Sunday, July 29, 2012

Bottom Calling in Australia

ABS (Australia Bureau of Statistics) is the most trusted name in Australian property data, everyone else is selling their book. But Australian Property Monitors has a new release that has inspired the WSJ to make a bottom call.

June quarter house prices back RBA governor's view
Nationwide, house prices gained by 0.4 per cent for the three months to June, while prices for apartments fell 0.8 per cent, according to figures released by Australian Property Monitors yesterday.
He said most capital-city housing markets had bottomed out in the December quarter.
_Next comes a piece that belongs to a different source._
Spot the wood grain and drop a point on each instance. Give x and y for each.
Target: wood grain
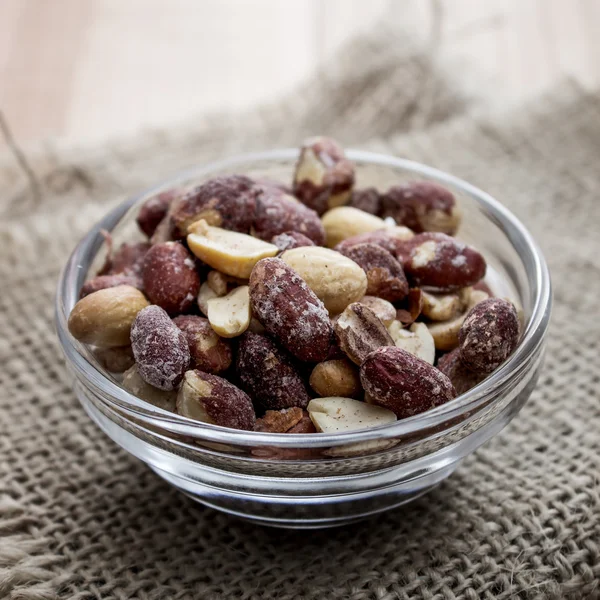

"This trend can be expected to continue in most capital-city markets over the second half of 2012, underpinned by the prospects of an active spring selling season signalled by recent improvements in auction clearance rates and recent interest rate cuts," he said.

In a speech on Tuesday, Mr Stevens said he did not anticipate a fall in house prices and fears of a US-style collapse were misplaced.
(here's the APM report from March) The most affordable mainland capital city in Australia is Brisbane at $427,933.

Let's put that in perspective by comparing GDP per capita (international dollars)
U.S.: $48,387
Canada: $40,541
Australia: $40,234
The relative national house prices are: (in U.S. dollars)
U.S.: $204k
Canada: $439k
Australia: $555k
GDP source (IMF numbers show much less of a gap than World Bank numbers, IMF are used here.)